Mas, para confortar seu coração partido, basta saber que o vencedor do Oscar nem sempre será mais lembrado que muitos perdedores. Alguma dúvida de que “Brokeback Mountain” sobreviveu ao tempo e “Crash – No Limite” não?

E depois disso, você certamente está se perguntando:

E, afinal, o que esperar desse ano?

Depois de todo o movimento iniciado pela campanha do #OscarsSoWhite e dos recentes escândalos de abusos sexuais levantados pelas atrizes de Hollywood, a premiação desse domingo certamente não passará imune. O número de negros indicados, embora ainda longe do ideal, vem crescendo – mesmo que hajam deslizes ao longo das últimas edições. As mulheres deram as caras em categorias antes dominadas por homens, como a de Melhor Fotografia (onde Rachel Morrison é a primeira mulher indicada, por “Mudbound: Lágrimas Sobre o Mississippi”) e Melhor Direção (na qual Greta Gerwig, diretora de “Lady Bird – A Hora de Voar”, é a quinta mulher indicada em 90 anos de premiação).

E embora um dos favoritos ao prêmio de Melhor Filme (“Três Anúncios Para um Crime”) seja escrito e dirigido por um homem branco, e trate do pior que existe no estilo de vida da América de Donald Trump, os indicados ao prêmio esse ano trazem representatividade como em nenhuma outra edição no passado: tem filme sobre relação homossexual (“Me Chame Pelo Seu Nome”); filme sobre racismo escrito e dirigido por um negro (“Corra!”); filme realizado por uma mulher e que trata da relação familiar entre duas mulheres (“Lady Bird”); conto de fadas moderno sobre as minorias dirigido por um latino (“A Forma da Água”).
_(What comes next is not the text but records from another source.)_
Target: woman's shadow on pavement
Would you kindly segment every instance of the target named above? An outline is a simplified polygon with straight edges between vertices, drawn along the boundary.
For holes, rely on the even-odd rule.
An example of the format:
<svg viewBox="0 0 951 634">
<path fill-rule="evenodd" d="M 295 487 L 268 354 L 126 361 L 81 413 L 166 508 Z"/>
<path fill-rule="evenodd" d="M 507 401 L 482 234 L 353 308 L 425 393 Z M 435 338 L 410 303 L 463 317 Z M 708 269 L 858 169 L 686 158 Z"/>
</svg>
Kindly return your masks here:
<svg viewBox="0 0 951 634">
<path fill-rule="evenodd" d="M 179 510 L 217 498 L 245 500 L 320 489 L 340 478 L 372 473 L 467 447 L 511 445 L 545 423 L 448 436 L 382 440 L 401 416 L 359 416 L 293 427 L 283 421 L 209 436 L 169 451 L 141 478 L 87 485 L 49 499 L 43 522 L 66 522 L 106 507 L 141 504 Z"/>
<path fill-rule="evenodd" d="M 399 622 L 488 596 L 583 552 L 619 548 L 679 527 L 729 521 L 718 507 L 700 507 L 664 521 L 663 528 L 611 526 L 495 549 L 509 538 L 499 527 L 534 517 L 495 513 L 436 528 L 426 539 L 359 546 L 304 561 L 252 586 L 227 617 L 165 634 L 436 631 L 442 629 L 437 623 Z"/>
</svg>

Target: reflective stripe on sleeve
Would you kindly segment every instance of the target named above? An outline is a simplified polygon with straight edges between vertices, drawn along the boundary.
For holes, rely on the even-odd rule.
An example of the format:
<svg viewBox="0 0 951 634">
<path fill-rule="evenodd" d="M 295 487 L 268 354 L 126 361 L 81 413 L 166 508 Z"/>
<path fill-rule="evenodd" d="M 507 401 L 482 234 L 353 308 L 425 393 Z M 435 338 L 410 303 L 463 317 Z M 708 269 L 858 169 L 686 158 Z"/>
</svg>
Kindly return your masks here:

E, se a Academia seguir a tendência dos últimos anos, vai ter prêmio para todo mundo. Foi-se o tempo em que um único filme favorito vencia todas as principais categorias. Mais democrático (logo, mais político no bom sentido também), o Oscar segue cumprindo seu papel de ser um reflexo de Hollywood. E cada vez mais a indústria do cinema, por demanda do público e dos seus próprios artistas, ou talvez para manter sua força na era do streaming, tem apostado na diversidade, aliada à qualidade. Longe de ser perfeito. Mas a luta está ai, acontecendo.

Agora é só esperar para ver. E nós estaremos de olho na cerimônia – e no que seus vencedores nos dirão sobre os caminhos do cinema daqui para frente.